"To some, Mies van der Rohe was a god among architects, to others a Teutonic control freak. This imposing life gives the whole picture"

'A bit of a bastard': Ludwig Mies van der Rohe in his Chicago apartment in 1964.
'A bit of a bastard': Ludwig Mies van der Rohe in his Chicago apartment in 1964. © Werner Blaser

Mies was easy to caricature, and was by his opponents, especially when, from the 1960s onwards, he became identified with American corporate power. He was a Teutonic control freak. He was inhumane. His buildings were all the same; when Castro's revolution scuppered his administration building for Bacardi in Cuba, he seemingly repurposed the design as the New National Gallery in Berlin. His works were nothing but glass boxes. They were embarrassed by such signs of human life as blinds, whose random arrangements disturbed the implacable steel grids of his elevations. To which his response was to design them with only three settings – open, closed, and half-open.

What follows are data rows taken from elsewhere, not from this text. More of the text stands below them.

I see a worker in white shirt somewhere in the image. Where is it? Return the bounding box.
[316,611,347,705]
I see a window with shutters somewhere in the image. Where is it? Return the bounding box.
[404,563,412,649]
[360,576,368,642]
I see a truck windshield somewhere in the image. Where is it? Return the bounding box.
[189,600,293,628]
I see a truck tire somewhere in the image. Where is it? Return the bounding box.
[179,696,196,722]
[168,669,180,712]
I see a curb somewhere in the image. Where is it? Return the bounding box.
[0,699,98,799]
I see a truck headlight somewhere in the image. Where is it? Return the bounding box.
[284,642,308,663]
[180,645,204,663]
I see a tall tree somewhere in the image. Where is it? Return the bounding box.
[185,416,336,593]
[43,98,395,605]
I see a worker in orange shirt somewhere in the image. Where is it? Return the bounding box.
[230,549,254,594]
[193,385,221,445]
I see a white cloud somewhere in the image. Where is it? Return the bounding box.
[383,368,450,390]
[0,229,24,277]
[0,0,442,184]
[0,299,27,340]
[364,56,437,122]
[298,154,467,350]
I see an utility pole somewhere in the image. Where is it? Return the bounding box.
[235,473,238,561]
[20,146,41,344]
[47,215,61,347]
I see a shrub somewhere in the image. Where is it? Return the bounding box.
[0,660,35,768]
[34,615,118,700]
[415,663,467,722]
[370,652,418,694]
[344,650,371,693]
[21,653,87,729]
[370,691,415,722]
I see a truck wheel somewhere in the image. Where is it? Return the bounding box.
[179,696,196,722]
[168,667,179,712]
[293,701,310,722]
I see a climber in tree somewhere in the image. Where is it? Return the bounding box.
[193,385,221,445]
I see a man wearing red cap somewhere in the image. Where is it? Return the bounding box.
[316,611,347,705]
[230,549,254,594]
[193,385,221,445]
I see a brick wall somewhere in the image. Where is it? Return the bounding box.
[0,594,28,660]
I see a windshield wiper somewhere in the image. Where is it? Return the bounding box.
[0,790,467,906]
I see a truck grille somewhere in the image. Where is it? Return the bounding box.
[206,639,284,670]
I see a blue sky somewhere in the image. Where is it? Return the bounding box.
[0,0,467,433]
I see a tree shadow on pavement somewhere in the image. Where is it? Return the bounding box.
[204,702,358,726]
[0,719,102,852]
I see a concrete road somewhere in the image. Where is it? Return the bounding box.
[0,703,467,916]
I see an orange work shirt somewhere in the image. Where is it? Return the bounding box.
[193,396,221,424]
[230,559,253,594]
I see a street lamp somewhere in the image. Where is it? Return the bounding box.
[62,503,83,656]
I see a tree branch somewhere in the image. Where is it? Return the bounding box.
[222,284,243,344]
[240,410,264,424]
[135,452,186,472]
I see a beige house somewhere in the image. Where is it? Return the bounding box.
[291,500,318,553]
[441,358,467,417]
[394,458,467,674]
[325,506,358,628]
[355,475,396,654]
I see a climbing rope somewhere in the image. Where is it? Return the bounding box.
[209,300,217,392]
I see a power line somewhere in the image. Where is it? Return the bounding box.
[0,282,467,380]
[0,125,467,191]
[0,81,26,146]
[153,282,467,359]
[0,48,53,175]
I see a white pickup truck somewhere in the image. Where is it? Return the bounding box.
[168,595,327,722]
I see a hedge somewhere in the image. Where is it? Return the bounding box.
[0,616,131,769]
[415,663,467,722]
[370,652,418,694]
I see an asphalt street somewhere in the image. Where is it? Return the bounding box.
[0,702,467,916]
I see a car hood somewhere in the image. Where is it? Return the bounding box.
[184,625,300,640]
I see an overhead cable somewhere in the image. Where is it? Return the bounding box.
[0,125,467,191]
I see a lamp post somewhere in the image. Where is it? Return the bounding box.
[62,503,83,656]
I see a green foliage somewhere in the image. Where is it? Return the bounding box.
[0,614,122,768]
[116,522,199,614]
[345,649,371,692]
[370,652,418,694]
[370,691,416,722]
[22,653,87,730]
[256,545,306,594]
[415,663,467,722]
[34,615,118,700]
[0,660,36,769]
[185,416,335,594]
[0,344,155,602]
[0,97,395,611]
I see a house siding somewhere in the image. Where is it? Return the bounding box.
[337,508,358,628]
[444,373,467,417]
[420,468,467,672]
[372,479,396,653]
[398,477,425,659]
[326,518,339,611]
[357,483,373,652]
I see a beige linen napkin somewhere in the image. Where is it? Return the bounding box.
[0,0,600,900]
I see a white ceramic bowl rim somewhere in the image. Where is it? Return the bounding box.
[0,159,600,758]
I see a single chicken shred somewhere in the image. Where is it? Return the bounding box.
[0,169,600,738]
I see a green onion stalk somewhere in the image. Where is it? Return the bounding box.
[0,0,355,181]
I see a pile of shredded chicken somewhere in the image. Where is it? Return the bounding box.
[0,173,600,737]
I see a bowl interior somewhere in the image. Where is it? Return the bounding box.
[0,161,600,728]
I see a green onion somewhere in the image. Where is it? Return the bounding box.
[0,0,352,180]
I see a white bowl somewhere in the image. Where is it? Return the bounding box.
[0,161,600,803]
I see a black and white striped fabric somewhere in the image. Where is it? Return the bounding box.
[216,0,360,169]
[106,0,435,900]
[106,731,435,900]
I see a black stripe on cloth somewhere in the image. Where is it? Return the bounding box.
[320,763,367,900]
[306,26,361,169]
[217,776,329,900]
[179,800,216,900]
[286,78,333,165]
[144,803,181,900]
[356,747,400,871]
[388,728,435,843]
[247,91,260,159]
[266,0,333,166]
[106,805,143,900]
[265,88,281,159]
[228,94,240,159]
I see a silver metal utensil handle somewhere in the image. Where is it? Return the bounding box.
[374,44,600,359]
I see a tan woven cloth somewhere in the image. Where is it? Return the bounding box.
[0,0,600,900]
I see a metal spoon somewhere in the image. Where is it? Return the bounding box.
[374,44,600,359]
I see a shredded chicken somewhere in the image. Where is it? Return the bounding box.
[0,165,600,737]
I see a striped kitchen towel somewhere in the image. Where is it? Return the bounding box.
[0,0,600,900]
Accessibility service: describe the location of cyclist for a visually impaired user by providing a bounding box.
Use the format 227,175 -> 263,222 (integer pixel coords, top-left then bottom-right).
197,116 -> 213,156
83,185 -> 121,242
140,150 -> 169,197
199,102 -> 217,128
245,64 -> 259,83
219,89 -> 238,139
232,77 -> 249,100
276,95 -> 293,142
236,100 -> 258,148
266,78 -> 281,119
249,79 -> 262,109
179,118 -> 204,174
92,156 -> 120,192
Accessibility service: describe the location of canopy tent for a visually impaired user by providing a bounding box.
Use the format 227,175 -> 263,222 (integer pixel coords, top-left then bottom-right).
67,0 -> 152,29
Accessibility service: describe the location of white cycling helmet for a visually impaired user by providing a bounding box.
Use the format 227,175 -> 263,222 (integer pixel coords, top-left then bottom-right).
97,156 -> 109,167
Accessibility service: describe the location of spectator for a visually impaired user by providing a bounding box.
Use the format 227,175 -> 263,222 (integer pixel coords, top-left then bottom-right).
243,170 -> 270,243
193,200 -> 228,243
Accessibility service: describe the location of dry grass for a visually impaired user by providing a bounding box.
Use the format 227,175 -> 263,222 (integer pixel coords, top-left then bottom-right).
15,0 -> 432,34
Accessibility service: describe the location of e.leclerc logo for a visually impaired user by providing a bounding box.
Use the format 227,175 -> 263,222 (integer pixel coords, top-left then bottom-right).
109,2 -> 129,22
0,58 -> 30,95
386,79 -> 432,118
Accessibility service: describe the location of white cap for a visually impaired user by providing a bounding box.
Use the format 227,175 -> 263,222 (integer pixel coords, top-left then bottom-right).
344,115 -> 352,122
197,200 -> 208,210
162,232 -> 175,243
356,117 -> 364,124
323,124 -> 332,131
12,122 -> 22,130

It didn't help that he was a bit of a bastard – for example in his personal and professional dealings with women – and notoriously tried to get along with the Nazis, including signing a petition in support of Hitler (though he had also designed a monument to the left-wing Spartacist uprising). But then, with alarming rapidity, the sub-hippy postmodernists who challenged Mies themselves became identified with American corporate power. Ever since the 1980s, a long, slow reappraisal of Mies has been going on, of which Detlef Mertins's imposing 500-page work sets out to be the definitive statement.